The album’s second side is taken up by the work Ending, dedicated to the composer Robert Ashley, which was created during roughly the same period for live electronic keyboards: three Minimoog synthesizers played by the composer, and a Yamaha organ played by Elizabeth Wiener. Working as a perfect counterpoint to its predecessor, cycling repetitions of hypnotic tones pulse and dance as the dialog between the two players unfolds, splashing sci-fi images of a world that has still yet to come to be.

An inevitable revelation for anyone yet to encounter it, La Maquina de Cantar is easily among the most beautiful and important reissues of the year. 1970s Minimalism as it’s rarely been heard, and truly stunning on every count. This first-time vinyl reissue from Dialogo comes in a beautifully produced sleeve that faithful reproduces the original cover artwork and inner sleeve, and includes a brand-new English translation of the original liner notes, offering crucial insight into the creation of these works. Game changing and not to be missed.

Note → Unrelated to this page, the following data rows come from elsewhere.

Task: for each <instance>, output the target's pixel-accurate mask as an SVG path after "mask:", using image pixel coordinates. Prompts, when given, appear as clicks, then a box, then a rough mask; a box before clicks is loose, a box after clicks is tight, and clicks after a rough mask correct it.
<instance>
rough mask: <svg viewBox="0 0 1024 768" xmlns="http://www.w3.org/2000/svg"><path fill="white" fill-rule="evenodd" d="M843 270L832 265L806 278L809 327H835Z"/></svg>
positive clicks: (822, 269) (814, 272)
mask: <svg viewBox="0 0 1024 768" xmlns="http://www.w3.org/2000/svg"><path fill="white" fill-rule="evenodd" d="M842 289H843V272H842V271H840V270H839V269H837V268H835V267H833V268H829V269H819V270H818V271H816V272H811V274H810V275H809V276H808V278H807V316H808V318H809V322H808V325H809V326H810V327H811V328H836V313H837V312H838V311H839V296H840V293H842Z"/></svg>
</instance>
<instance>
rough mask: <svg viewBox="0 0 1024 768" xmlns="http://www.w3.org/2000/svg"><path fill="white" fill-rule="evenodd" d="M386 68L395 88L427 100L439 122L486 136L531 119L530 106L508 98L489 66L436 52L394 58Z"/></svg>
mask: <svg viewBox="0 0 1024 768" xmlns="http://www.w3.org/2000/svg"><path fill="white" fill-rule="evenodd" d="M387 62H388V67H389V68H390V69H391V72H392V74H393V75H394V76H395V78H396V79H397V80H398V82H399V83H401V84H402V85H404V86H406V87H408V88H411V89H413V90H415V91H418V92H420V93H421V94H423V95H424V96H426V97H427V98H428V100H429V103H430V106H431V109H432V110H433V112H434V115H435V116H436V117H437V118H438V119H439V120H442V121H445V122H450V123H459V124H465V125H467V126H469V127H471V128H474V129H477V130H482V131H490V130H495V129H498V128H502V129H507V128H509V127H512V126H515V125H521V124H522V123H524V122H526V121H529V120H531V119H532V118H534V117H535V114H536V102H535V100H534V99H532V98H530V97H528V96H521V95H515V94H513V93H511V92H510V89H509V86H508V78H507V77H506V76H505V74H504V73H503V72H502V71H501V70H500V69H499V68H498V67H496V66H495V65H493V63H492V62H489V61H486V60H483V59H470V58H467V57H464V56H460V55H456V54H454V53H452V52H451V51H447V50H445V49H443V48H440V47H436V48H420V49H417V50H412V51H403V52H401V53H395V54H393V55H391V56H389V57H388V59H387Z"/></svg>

Another one-off from the late 70s, and yet more evidence of how Minimalism had really caught on as a trend among European composers of the time | Read more

Another one-off from the late 70s, and yet more evidence of how Minimalism had really caught on as a trend among European composers of the time. Vaggione had a previous duo album with Eduardo Polonio under the name It called Viaje that was noisier electronics, and he went on to do computer music that was likewise more traditionally abstract. But on this sole effort for the Italian label Cramps, as part of their legendary Nova Musicha series, he went for full-on tonality. The title track is like the synth part of “Who Are You” extended for more than fifteen minutes and made a bit squishier; but side 2, “Ending”–already mentioned in the entry on David Rosenboom’s Brainwave Music in Top Ten #3–is my favorite. Kind of a bridge between Minimalism and prog, and a little reminiscent of David Borden’s multiple-synth counterpoint pieces, for the first ten minutes he lingers on one vaguely foreboding arpeggiated chord, then introduces a fanfare melody that repeats and builds in harmonies and countermelodies for the remainder of the piece. Great stuff, as Johnny Carson used to say.